Teóricamente Chile desde el 11 de septiembre de 1973 a las 13 horas se encuentra en el “Estado de Asamblea” que preveía la Constitución derogada por el golpe para el caso que un grupo sin tener mandato legítimo alguno se tomase el nombre del pueblo para imponer un gobierno.
Este “estado de asamblea” es descrito incluso en la mencionada constitución y consiste en que los ciudadanos se reúnen en todo el país para deliberar e imponer la instalación del orden destruido por los subversivos, como era el caso en esa época. Así es que mal puede El Mercurio intentar hacernos comulgar con la rueda de carreta de que “las masas” conducidas por demagogos tratarían de “imponer” al país decisiones para las que no existe consenso.
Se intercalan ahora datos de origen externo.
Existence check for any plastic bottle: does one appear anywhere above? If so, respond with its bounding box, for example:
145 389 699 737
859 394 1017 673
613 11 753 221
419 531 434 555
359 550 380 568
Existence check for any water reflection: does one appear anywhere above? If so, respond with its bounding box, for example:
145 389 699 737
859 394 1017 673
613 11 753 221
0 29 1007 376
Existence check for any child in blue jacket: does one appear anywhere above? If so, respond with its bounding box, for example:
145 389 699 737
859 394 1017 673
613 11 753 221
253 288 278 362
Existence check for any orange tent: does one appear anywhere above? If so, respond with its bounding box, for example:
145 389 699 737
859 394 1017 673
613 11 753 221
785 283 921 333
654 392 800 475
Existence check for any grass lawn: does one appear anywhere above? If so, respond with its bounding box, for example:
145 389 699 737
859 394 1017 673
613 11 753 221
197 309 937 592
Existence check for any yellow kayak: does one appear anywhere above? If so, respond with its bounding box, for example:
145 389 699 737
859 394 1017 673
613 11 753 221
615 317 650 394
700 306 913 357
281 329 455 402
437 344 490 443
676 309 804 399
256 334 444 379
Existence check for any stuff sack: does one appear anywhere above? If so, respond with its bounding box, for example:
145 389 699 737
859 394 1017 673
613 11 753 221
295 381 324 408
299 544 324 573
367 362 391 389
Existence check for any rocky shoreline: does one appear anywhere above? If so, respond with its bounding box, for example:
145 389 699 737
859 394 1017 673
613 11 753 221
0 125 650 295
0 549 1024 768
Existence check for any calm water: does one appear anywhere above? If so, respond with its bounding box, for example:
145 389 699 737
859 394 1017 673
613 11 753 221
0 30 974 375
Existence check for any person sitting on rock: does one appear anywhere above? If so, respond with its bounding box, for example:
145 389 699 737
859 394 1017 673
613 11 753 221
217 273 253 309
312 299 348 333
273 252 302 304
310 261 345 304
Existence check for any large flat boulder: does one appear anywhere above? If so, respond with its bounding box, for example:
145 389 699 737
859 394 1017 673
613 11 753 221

Naturalmente que El Mercurio trata de hacer pasar sin comentario y dar por sabido que la “refinada” “democracia representativa” opera por consenso cuando cualquier escolar sabe que es por mayoría y nosotros sabemos en Chile que cada día que pasa hay una mayoría transversal que quiere cambiar el orden constitucional y legal chileno a favor de “las masas” que son las perjudicadas por la “refinada democracia representativa” por mas que El Mercurio trate de “venderla” como la mas perfecta de las instituciones que haya visto la humanidad, que cuando se trata de sus dinerillos, El Mercurio y los que representa se ponen líricos.
Finaliza el párrafo diciendo que si no hay “consenso” el intento sería “antidemocrático”. Claro, sabemos que el que decide que es “democatico” y que no lo es es El Mercurio y la clase que representa.
 
En el caso de Chile, además, un mínimo conocimiento de la historia reciente basta para advertir con toda claridad los peligros del asambleísmo y de la pérdida de valor de la democracia representativa. De allí que los constructores de la transición a la democracia se hayan cuidado especialmente de evitar el intento de resolver los innumerables conflictos que se plantearon en ese período abdicando de sus responsabilidades y entregándoselas a una asamblea. El éxito de la transición chilena -aunque a algunos les parezca lenta, es sin duda un proceso exitoso- se debe en buena parte a dicha prudencia alimentada de la conciencia histórica. Esta conciencia tiene como fuente el conocimiento de la historia chilena del siglo XX, del cual parecen carecer algunas figuras políticas emergidas en época más reciente.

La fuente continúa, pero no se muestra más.